@Corinnebelle @dakanga We seem to be inundated with word sources.
We have the
- Duolingo Wiki (has definitions)
- PDF by Multiwerp (has definitions)
- Memrise courses (has definitions)
- Github by Liuch (no definitions)
OK...What I am proposing here will be difficult and will have trade-offs - but I am interested in your POV.
I have thought about this for a while. I am prepared to spend some time writing a script for this. It is possible to get all conjugations from Pealim for any particular word. We can use a semantic similarity score to match the definitions with the ones on Pealim. I cannot guarantee how accurate this will be. We can remove any duplicate words on a particular skill as some words are conjugations of the same word.
We need to pick one of these lists - but these lists will all be more incomplete than our spreadsheet. IMO this is the main tradeoff. The Duolingo Wiki is missing some skills (it might be outdated). The Multiwerp PDF is a bit outdated. The Memrise course is a bit outdated. So they are all missing some vocab.

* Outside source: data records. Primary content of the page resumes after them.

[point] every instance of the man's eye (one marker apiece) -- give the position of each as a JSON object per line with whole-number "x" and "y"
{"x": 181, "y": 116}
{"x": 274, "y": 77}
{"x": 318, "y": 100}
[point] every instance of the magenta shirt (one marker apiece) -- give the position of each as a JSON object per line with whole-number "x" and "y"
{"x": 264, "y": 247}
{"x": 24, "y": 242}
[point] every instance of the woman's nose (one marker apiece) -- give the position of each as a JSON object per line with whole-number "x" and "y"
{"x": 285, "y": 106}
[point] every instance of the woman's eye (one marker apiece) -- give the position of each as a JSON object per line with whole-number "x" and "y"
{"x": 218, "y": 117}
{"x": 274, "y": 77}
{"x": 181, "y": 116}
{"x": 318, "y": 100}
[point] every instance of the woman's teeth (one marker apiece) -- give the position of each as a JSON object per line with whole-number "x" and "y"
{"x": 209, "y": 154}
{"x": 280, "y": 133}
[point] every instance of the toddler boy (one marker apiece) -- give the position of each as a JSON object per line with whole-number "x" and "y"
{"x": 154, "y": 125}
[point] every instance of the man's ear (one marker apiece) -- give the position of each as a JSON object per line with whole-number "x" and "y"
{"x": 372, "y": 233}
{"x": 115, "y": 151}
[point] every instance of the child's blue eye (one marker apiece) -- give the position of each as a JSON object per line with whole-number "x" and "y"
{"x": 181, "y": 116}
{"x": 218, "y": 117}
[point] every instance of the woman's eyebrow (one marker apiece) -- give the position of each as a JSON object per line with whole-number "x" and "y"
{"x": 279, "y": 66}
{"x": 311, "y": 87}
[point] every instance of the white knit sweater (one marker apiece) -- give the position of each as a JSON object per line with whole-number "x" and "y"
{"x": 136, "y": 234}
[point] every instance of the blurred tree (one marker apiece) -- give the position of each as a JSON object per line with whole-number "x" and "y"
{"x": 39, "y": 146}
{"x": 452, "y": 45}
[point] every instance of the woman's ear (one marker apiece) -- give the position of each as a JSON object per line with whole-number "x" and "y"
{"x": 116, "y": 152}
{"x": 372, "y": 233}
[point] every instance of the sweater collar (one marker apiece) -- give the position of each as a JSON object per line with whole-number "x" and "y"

To complicate further - learning ALL the conjugations - construct, absolute when people are starting will be much more difficult than the Duolingo approach which is to sort of phrase them in. The alternative is we ONLY use the conjugations that the list provides. This is probably the better approach...but this will be incomplete. A halfway approach would only take words from the same line on Pealim.
My view is we take these words from the Wiki. The wiki seems the most up-to-date? But it seems to be from the beta. The main question is then how much of the course has changed from the beta?
This decision will significantly alter the scope/scale of the project. So I want to hear from both of you before I continue.
What do you think?
EDIT: Some different conjugations use the same letters - this means I can't parse out which letters refer to which conjugation - this means we would have to get ALL the conjugations of every word - which is less than ideal. Sorry!